US power management firm Eaton is applying additive manufacturing to generating low-cost hydropower for the Department of Energy. As part of its government contract, Eaton is set to manufacture and test low-cost integrated hydropower turbines and generator sets, before trialling a scaled-down test generator next year.
The turbines will be used within US waterways, to tap in to the “50 gigawatts of potential capacity” that, according to Eaton’s principal engineer David Yee, “remains untapped at existing small-scale hydropower sites”, dams where hydroelectric conversion facilities do not yet exist.
Cost saving by 3D printing concept models
While Eaton is not the first to use 3D printing in hydroelectricity generation, its use of 3D printing for conceptualization is on a larger scale. As part of their design process for a modular helical rotor turbine-generator system, Eaton engineers plan on cutting costs by 3D printing the initial concept models. They will then 3D print test components to make the hydroelectric generators more cost-effective, thereby cutting the cost of the electricity. One of the main concepts to be tested is the efficiency of a solid polymer rotor against that of a hollow metal rotor.
The project is being undertaken with a view to reducing the cost of civil works as a whole, improving the efficiency of public money spent on infrastructure projects.
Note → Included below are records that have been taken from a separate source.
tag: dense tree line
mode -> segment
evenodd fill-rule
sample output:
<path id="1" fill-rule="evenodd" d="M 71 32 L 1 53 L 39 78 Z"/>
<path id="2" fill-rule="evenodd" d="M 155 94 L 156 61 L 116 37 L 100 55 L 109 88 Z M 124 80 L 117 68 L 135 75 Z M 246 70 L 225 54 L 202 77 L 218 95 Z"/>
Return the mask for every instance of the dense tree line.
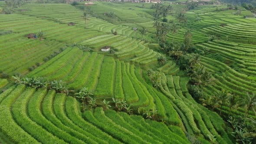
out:
<path id="1" fill-rule="evenodd" d="M 221 0 L 221 1 L 234 4 L 242 4 L 243 3 L 251 3 L 256 6 L 256 1 L 255 0 Z"/>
Other more immediate considerations to be taken are the effect of climate change on water levels, and the passage of fish through the dams.
Not designing to manufacture, but manufacturing to design
Eaton’s additive manufacturing centre of excellence opened in 2016 at its innovation center in Southfield, Michigan. At the facility both metal and non-metal 3D printing, is used to produce complex high performance components, tools and fixtures through Direct Laser Metal Sintering and polymer printing.
As part of Eaton’s increasing use of additive manufacturing, engineers worldwide are now trained at the center of excellence. Ramanath Ramakrishnan, Chief Technology Officer at Eaton, commented on the positive effect that additive manufacturing would have on design and innovation, stating that it would “change the paradigm from a ‘design for manufacture’ to ‘manufacture to design’.”
Featured image shows an existing Eaton hydro-electric plant. Photo via Eaton.